The theatre opened as the Lyceum Theatre on September 19, 1892. Its opening performance was a variety show which starred the blackface performer Billy Lester, the Irish comedians Spencer and Quigg, Spanish bolero dancers, jugglers, and a wide array of other acts. The theatre continued to periodically host vaudeville type performances. Some notable vaudeville entertainers to appear at the theatre included the comedy duo Flynn and Sheridan.

In addition to being used for vaudeville performances, the theatre was also used for legitimate theatre. In its first year of operation it was used by the Boston Comic Opera for its 1892–1893 season, and presented Native-American actress and playwright Gowongo Mohawk in her play Wep-ton-no-mah;

In early 1907 the Lyceum Theatre was occupied by the Rice & Barton's Gaiety Company. Later that year the theatre was occupied by a show organized by Sam A. Scribner which closed on May 16, 1908.

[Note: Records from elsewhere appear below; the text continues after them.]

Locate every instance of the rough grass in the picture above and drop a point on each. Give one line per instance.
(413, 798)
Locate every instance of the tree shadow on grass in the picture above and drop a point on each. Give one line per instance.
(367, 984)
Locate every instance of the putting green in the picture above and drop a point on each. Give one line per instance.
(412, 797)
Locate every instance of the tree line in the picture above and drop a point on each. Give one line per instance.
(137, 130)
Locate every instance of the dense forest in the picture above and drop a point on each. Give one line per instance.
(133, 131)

In June 1908 it was announced that the Lyceum Theatre would be demolished to make way for the construction of the Gaiety Theatre. A report in The Boston Globe on June 10, 1908, stated that some of the smaller adjacent properties to the Lyceum Theatre had already been demolished to make way for the theatre, and that the Lyceum Theatre was scheduled for demolition in the next few days with portions of the structure already been torn down.